La force de l’Internet se manifeste dans la capacité de navigation que permet le réseau. En " pointant " et en " cliquant " sur un lien, on est transféré, en une fraction de seconde (théoriquement, et selon les débits des réseaux utilisés) vers l’ordinateur contenant l’information indiquée par ce lien, cette icone ou cette image. Une telle capacité de saut d’un ordinateur à un autre, caractéristique du classement de l’information sous forme d’hyperliens, a fait le succès du Web à l’échelle internationale, et favorise l’accès à l’information. En revanche, lorsqu’on veut "surfer" sur la télévision, la seule possibilité à la disposition de l’usager est de " zapper " d’une chaîne à l’autre, c’est-à-dire de changer radicalement d’environnement et d’images. Ce zapping traditionnel, propre à la télévision, correspond à un changement de tout ou rien. Il n’est plus question de naviguer dans l’image ou de surfer d’un site à l’autre : on quitte un univers pour entrer dans un autre, avec tous les inconvénients que représente cette expatriation intellectuelle. Les producteurs jouent de ce dépaysement en proposant des situations télévisuelles privilégiant l’émotion, la vivacité, l’interactivité immédiate par participants interposés. Leur but est de capter instantanément l’attention du téléspectateur butineur. D’où le succès des débats en direct, des jeux ou des manifestations sportives qui rassemblent à la fois acteurs et spectateurs.

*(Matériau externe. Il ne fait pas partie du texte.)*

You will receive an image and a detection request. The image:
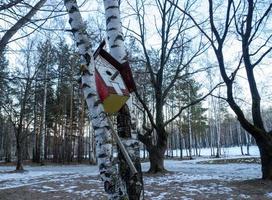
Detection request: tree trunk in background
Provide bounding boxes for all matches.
[188,101,193,159]
[64,0,127,199]
[255,137,272,180]
[77,93,85,163]
[147,145,167,174]
[104,0,143,200]
[15,125,24,171]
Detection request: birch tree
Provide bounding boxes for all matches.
[64,0,127,199]
[104,0,143,199]
[170,0,272,180]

C’est dans un tel cadre qu’on voit émerger progressivement la complémentarité entre Internet et la télévision. La force d’Internet est de permettre l’exploration de sites, l’approfondissement des informations, l’accès au multimédia, valorisé par des logiciels spécialisés constituant des " plates-formes " (tels les navigateurs ou explorers ). Sa faiblesse, c’est le bas débit du flux d’images qui transitent par le réseau. La force de la télévision est le torrent d’images en temps réel qu’elle permet de capter à tout instant  : actualité, documentaires, événements sportifs, films, programmes éducatifs... Cependant, la télévision ne permet pas la navigation comme sur Internet. Les options qu’elle offre sont limitées. Grâce à la fusion avec Internet, la télévision acquerra les capacités de navigation offertes aujourd’hui sur le Web. On pourra alors cliquer dans une image animée et approfondir l’information qu’on recherche à partir de cette image. Un champ immense s’ouvre au mariage de la télévision numérique et de l’Internet.

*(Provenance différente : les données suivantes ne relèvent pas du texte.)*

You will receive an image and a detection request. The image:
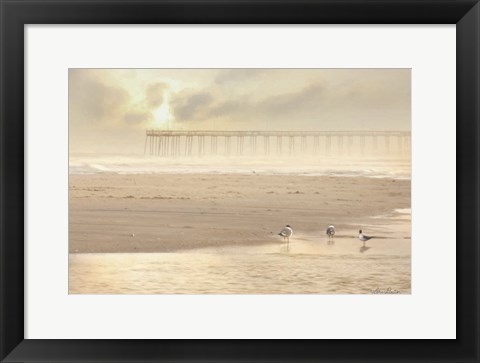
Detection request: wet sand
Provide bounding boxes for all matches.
[69,172,410,254]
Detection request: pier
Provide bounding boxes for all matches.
[144,129,411,157]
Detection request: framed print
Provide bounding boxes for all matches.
[0,0,480,362]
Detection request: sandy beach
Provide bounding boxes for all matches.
[69,172,410,253]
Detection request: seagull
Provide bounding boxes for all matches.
[358,230,373,247]
[278,224,293,244]
[327,224,335,241]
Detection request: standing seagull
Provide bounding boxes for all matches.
[358,230,373,247]
[327,224,335,242]
[278,224,293,246]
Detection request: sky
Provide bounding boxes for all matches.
[69,69,411,154]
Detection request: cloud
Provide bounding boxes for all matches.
[145,82,168,108]
[69,70,130,124]
[215,68,266,84]
[172,91,213,122]
[123,111,153,125]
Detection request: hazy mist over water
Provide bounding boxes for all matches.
[69,154,410,179]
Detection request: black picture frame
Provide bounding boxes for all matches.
[0,0,480,362]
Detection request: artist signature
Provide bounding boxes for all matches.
[372,287,400,294]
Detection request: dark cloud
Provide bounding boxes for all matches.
[172,92,213,121]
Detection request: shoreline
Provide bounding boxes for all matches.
[69,173,410,254]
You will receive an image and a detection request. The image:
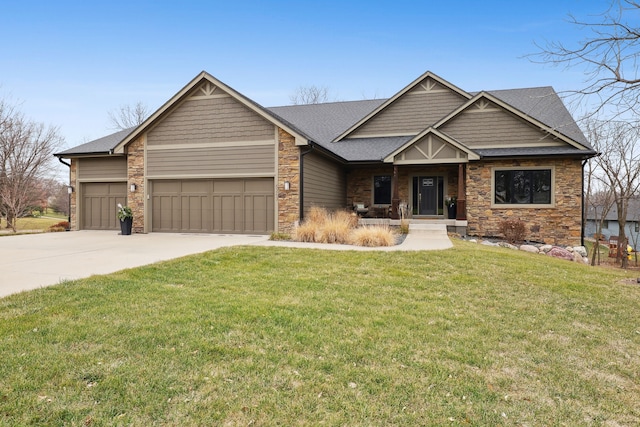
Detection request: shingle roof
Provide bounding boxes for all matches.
[56,79,593,162]
[487,86,592,149]
[54,127,135,157]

Internet promet l’avènement d’un nouveau mode de communication, qui dépasse le multimédia. Il s’agit d’un nouvel espace, on pourrait même dire un nouvel espace-temps de communication. Le multimédia se transforme en " network media " : le multimédia en ligne et en temps réel, grâce à des réseaux à haut débit. Le network média représente un enjeu fondamental pour l’avenir. C’est pourquoi l’on voit déjà de grandes entreprises développer des alliances industrielles ou se lancer dans des fusions et des acquisitions pour conquérir les marchés du futur à partir de l’image en ligne à haut débit. C’est dans un tel contexte que la télévision va trouver de nouvelles applications : avec la naissance du network media, il ne s’agit plus, comme dans l’optique traditionnelle de diffusion, d’émettre vers les téléspectateurs et d’être capté par le plus grand nombre. Il s’agit d’attirer les usagers vers ses sites, et de les fidéliser en personnalisant la relation.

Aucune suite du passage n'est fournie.